Housing is a major focus for us. In California, the housing market is like Nascar in North Carolina. People take a great interest in it. They understand mortgages and housing prices. During the boom, it was the big cocktail party chatter.
Going back to the Toyota story, when did the Times first start publishing reports on the issue?
Corrigan: Toyota had planned this massive recall of floor mats on September 30 of 2009. They recalled 3.8 million vehicles. Now, that raised some questions in our minds because it seemed somewhat incredible that floor mats could cause all this trouble.
In early October of 2009, we had our first investigative story. There's always reports and complaints and so we … looked at the number of complaints of sudden acceleration that were filed before introducing these electronic throttles, compared to the three years after they introduced these electronic throttles. We saw a huge spike.
We wanted to be fair to Toyota so one of the things that I asked the reporters to do was look specifically at the fatalities and compare with other automakers.
From the first investigative report to the present, how have you worked with the communications team at Toyota?

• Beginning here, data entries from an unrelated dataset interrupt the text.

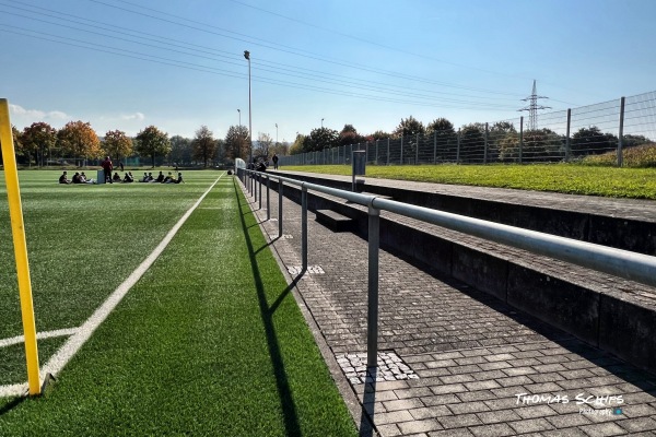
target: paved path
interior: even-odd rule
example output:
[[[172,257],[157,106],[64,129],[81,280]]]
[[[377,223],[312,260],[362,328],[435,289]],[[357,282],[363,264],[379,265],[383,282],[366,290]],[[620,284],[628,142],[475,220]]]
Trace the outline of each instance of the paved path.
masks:
[[[249,199],[294,277],[301,265],[301,208],[284,200],[278,238],[278,222],[266,221],[266,211]],[[277,199],[271,198],[271,217],[278,216]],[[656,435],[654,375],[385,251],[379,351],[389,355],[382,357],[378,380],[362,383],[367,244],[308,216],[312,268],[297,291],[320,330],[319,343],[329,347],[327,362],[358,423],[366,424],[360,417],[364,411],[382,436]],[[354,395],[360,404],[353,404]],[[365,425],[362,433],[370,434]]]

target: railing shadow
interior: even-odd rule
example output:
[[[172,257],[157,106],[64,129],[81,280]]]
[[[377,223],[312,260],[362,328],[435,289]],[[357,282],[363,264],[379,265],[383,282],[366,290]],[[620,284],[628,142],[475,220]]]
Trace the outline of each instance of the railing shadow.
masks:
[[[236,198],[239,199],[238,196],[238,187],[235,181],[235,193]],[[246,206],[241,200],[238,200],[239,211],[243,211],[244,206]],[[265,291],[265,285],[262,283],[262,277],[257,263],[257,251],[253,247],[253,241],[249,235],[249,228],[251,226],[246,225],[246,221],[244,220],[244,213],[239,213],[239,218],[242,221],[242,228],[244,231],[244,238],[246,240],[246,246],[248,248],[248,256],[250,258],[250,268],[253,271],[253,277],[255,280],[255,286],[257,290],[257,298],[259,303],[260,315],[262,318],[262,323],[265,326],[265,331],[267,334],[267,346],[269,350],[269,356],[271,357],[271,365],[273,367],[273,373],[276,375],[276,383],[278,387],[278,394],[280,397],[280,406],[282,409],[283,417],[284,417],[284,427],[286,436],[301,436],[301,425],[298,423],[298,414],[296,412],[296,405],[294,403],[294,398],[290,388],[290,383],[288,380],[288,376],[285,373],[284,361],[282,358],[282,353],[280,350],[280,344],[278,341],[278,336],[276,334],[276,327],[273,324],[273,314],[284,299],[284,297],[293,290],[296,284],[296,281],[300,276],[297,276],[292,284],[289,284],[286,288],[280,294],[280,296],[276,299],[273,305],[269,306],[267,303],[267,295]],[[261,250],[261,249],[260,249]]]

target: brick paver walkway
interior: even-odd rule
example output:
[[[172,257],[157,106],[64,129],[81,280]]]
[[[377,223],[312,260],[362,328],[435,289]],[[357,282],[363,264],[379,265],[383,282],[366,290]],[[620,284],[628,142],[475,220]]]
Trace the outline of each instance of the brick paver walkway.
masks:
[[[284,200],[278,238],[278,222],[266,221],[266,211],[248,199],[273,252],[295,277],[300,205]],[[277,199],[272,192],[271,217],[278,216]],[[379,351],[396,353],[402,363],[390,358],[376,382],[362,383],[362,368],[353,363],[366,351],[367,244],[308,217],[314,268],[297,291],[320,330],[319,343],[329,347],[327,362],[347,404],[359,424],[365,424],[360,414],[366,412],[374,434],[656,435],[654,375],[383,250]],[[362,433],[370,434],[365,425]]]

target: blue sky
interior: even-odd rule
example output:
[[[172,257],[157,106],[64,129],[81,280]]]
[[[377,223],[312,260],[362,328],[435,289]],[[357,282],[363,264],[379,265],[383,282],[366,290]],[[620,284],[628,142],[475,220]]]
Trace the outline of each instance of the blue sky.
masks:
[[[653,0],[0,0],[12,122],[293,141],[515,118],[656,90]],[[321,119],[324,119],[321,121]],[[278,125],[278,131],[276,128]]]

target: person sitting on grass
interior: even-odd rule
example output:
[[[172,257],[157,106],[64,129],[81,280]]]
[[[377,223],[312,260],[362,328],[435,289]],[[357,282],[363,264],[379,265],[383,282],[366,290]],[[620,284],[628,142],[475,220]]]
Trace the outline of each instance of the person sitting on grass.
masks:
[[[164,180],[162,180],[162,184],[175,184],[175,179],[173,178],[171,172],[168,172],[168,175],[164,178]]]
[[[163,181],[164,181],[164,174],[162,172],[160,172],[156,179],[151,180],[151,182],[159,182],[159,184],[162,184]]]
[[[86,179],[86,175],[84,174],[84,172],[82,172],[82,174],[80,175],[80,182],[82,182],[82,184],[95,184],[95,180],[93,180],[93,179]]]
[[[68,173],[63,172],[63,174],[61,176],[59,176],[59,184],[70,184],[71,181],[68,180]]]

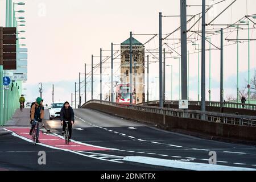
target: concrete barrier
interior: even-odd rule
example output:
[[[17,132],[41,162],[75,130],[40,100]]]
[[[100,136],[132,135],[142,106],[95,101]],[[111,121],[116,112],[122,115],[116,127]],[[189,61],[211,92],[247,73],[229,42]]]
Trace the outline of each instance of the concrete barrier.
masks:
[[[256,127],[171,117],[98,103],[89,103],[85,105],[84,107],[154,126],[157,125],[159,127],[170,131],[221,140],[256,144]]]

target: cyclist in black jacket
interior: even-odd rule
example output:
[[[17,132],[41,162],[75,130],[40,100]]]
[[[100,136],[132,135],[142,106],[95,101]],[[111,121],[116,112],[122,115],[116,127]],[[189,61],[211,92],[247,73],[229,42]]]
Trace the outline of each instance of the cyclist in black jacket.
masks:
[[[68,101],[65,102],[63,107],[60,110],[60,121],[61,123],[62,127],[62,134],[64,134],[65,129],[66,127],[67,123],[65,121],[68,121],[68,133],[69,133],[69,139],[71,138],[71,134],[72,133],[72,125],[75,123],[75,114],[73,108],[69,105],[69,103]]]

Corrigan: It's had its challenges. Early on, we were getting not as much from Toyota as we would have liked. We wanted to have candid conversations with Toyota about these problems and how they looked into. Unfortunately, they wanted questions submitted in a written form and [to] respond in a written form. That makes it difficult to have a follow up, to have a conversation when our aim is get better understanding.
At one point, we sent a long list of questions on a story and Toyota didn't tell us but they posted it on our Web site, [saying the Los Angeles Times] didn't print this as a Q&A. The series of questions was never designed to be a Q&A.
My sense is that this is a Japanese corporation, so the real power is in Japan, there's a language barrier, and it may be that their US executives and their US communications team doesn't have the free reign to comment. At one point, back in January, Toyota wanted to come in. We had top editors at the paper there and they went through various scenarios.
Within two weeks, the company came out and said: The gas pedal can also stick and we're going to do this unprecedented stop sale to fix the problem.
Looking at the crisis for the company as a whole, what would you say was missing from their crisis communications effort?
Corrigan: The Los Angeles Times. We had actually done a lot of the work that subsequent news organizations followed. I would have liked the company to give us more time to come back to discuss these problems and have conversations, and to make some of their top executives available. Jim Lentz, the head of Toyota's North America sales division, went on Today but we could not get an interview with him. We would have welcomed a chance for some serious conversations.